In light of awards season coming upon us (and the fact that my friend and I have just started our Oscar-nomination watching spree), I thought I’d go take a look at the books I loved that got turned into movies I also loved. I watch a lot of movies, a number of which were based on books of the same–or similar–names. Normally this makes me wary, because hey, I’m usually of the mind that the books are better. That said, there are movie adaptations that I thoroughly enjoyed seeing, almost as much as–if not more than–the books themselves.
Top Ten Book-to-Movie Adaptations (That I’ve Read/Seen)
The Harry Potter film franchise has its up and down moments for me, and while the first two movies were certainly gateway drugs into the wizarding world, I’d have to say that it was the fifth film in the series that cemented the movie adaptations for me. I loved The Order of the Phoenix almost as much as I loved The Prisoner of Azkaban book (which, IMO, was my least favorite of the movie adaptations, unfortunately), and the film certainly delivered. Dolores Umbridge was every bit as Dolores as I thought she would be, and that scene in the Department of Mysteries? So. Epic.
I still maintain that Catching Fire was one of the most enjoyable sequel books I’ve read in trilogies. So I was apprehensive over seeing the film version of it because heck, I didn’t want the movies to get the characters–and the scenery–all wrong. The added cast of characters was surprisingly impressive, though, and I loved loved loved the fashion. It also helped that J-Law’s portrayal of Katniss is so spot on, and, dare I say it, actually more likable. Also, thank heavens for Sam Claflin.
Shameless confession: It took me several years to realize that Howl’s Moving Castle was a book first and an inspired movie second. This horrific realization prompted me to pick up Diana Wynne Jones’ copy, and after finally having read the story, the world was a much better place. Hayao Miyazaki’s vision and trademark themes obviously changed the story of Jones’ Sophie and Howl and Calcifer, but I love both the book and movie in equal amounts.
Of the required classical lit reading I’ve had to undertake in high school, To Kill a Mockingbird was probably one of the few enjoyable reads. It probably helped that we watched Gregory Peck on the rickety VHS player in the classroom soon after having finished the novel, and Peck thundering on as Atticus in the courtroom scene was everything I could have hoped for after reading that portion of the book (that is, funnily enough, also my favorite passage in the book). Peck is THE ultimate Atticus Finch.
I must have read the book and watched the movie a few months apart, which is pretty much the shortest time span I’ve gone through between reading the book and watching the adaptation.

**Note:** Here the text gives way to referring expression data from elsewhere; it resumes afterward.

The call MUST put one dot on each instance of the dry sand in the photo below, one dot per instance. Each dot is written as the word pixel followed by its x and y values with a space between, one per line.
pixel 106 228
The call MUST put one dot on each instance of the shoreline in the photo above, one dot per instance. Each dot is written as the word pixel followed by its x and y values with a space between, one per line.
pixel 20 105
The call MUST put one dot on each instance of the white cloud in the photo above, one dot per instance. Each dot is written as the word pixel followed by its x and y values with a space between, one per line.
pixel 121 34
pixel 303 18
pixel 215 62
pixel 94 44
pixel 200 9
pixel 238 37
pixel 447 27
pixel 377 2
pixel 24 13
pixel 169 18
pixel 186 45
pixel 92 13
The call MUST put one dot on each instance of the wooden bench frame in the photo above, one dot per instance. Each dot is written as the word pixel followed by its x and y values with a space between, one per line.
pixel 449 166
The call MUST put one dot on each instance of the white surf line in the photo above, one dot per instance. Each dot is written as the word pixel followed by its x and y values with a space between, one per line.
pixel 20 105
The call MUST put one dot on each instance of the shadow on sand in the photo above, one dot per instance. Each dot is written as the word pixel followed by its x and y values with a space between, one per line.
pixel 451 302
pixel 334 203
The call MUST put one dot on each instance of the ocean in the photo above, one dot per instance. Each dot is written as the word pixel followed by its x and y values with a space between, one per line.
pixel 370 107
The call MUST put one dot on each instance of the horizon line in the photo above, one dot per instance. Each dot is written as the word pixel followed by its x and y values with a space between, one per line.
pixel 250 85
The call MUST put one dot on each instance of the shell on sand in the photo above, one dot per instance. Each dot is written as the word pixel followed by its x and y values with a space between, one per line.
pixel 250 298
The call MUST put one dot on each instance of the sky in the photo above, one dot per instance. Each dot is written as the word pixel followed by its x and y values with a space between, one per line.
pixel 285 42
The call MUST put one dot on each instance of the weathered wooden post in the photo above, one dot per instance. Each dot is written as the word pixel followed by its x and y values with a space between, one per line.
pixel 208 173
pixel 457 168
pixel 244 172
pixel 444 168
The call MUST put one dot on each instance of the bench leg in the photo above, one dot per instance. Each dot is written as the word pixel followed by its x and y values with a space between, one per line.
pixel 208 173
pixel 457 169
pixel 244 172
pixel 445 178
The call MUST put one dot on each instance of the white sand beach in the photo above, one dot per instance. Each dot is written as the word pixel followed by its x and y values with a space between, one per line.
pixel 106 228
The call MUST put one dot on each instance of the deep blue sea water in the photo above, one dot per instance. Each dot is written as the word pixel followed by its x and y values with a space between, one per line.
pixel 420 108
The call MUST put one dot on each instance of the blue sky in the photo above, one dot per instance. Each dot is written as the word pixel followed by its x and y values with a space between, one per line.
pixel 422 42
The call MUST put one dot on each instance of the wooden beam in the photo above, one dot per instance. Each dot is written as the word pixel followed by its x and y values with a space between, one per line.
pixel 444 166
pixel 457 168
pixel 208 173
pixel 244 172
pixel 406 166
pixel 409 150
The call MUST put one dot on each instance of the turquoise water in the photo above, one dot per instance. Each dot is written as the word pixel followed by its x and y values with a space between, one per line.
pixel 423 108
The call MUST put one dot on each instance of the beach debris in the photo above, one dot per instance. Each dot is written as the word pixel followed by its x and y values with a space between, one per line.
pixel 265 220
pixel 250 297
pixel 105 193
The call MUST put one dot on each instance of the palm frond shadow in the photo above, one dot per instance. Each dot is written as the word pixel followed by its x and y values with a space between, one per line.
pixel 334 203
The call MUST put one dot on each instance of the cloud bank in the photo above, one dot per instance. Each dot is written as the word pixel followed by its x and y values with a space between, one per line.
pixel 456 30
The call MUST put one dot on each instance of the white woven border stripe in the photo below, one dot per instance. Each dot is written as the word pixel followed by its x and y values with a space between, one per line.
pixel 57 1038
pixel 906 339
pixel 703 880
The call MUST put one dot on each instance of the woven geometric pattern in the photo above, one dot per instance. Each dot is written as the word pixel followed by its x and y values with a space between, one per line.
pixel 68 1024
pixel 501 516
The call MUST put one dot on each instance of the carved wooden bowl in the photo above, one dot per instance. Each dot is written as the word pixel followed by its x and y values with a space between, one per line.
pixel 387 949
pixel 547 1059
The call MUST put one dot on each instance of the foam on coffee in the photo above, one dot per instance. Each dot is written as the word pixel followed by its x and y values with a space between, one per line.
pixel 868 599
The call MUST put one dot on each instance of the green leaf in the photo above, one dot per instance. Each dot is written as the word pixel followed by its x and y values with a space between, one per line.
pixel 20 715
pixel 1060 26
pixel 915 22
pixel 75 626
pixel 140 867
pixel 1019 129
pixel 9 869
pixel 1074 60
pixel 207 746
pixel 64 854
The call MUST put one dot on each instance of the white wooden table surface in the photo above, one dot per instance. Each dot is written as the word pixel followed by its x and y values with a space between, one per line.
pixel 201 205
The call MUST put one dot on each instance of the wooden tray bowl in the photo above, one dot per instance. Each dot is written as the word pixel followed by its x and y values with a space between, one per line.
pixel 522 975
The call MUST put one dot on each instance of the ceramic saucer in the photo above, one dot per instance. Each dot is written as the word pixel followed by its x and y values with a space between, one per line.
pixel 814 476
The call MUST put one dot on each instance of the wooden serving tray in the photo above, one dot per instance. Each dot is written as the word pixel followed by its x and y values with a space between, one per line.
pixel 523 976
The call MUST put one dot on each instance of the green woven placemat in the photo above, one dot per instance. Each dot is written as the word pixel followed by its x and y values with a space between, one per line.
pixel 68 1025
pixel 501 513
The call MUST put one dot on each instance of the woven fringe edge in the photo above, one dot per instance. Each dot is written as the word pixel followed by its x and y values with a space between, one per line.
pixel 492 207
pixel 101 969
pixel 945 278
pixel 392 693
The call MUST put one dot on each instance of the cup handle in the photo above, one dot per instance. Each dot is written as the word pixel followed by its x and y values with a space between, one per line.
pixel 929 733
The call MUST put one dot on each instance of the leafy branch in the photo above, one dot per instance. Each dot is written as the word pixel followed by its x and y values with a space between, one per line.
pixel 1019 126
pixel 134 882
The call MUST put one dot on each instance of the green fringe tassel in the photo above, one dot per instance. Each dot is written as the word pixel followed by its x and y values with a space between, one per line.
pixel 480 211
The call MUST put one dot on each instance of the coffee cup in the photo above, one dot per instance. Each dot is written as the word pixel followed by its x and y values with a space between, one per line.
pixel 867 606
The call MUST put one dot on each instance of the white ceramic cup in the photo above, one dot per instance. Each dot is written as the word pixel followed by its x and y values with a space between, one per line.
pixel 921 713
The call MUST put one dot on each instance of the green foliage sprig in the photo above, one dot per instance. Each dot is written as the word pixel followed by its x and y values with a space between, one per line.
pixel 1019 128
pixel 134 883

I cried both times. Yeah. The Book Thief was clearly a winner for book-to-movie adaptations.
THIS. IS. SPARTAAAAAA. Yeah, the 300 movie took great liberties in adapting Frank Miller’s graphic novel to screen, but the visuals were fantastic, and the fact that Queen Gorgo kicked ass in her own way made the film enjoyable to watch. Not that the Spartan six-packs weren’t enjoyable or anything…hem hem.
I was sorely tempted to put in the entire 6-hour series of Pride and Prejudice and count that as a long movie, but I decided to include my second favorite Austen adaptation: Emma. The Gwyneth Paltrow version has a special place in my heart, even though I’ve grown a bit partial to the 2009 mini-series starring Romola Garai. Still, I thought the movie was well done, and made me like Emma almost as much as I liked her in the book.
Stardust the book and Stardust the movie are pretty much two different stories taking place in the same world. I think that’s probably the best way to describe them, because there are certainly elements in the film that completely stray from the book, and yet Gaiman himself didn’t seem to have a huge problem with this. I didn’t, either. I treated the book and movie as running in parallel universes with the same characters and world. And, obviously, I enjoyed them both.
I’m probably part of the minority that enjoyed the movie adaptation almost as much as I did the book, though admittedly Alan Rickman and Martin Freeman had a hand in that. I loved The Hitchhiker’s Guide to the Galaxy, and while the movie couldn’t completely capture Douglas Adams’ full scope of book-humor, it had its glorified moments.
I might have seen The Last Unicorn movie for the umpteenth time just recently, and I still love it to pieces. This was another one where I watched the movie when I was much younger, then realized it had been based off of a book, which I then read several years later. Weirdly enough, the movie adaptation was almost spot on (minus the singing, of course…).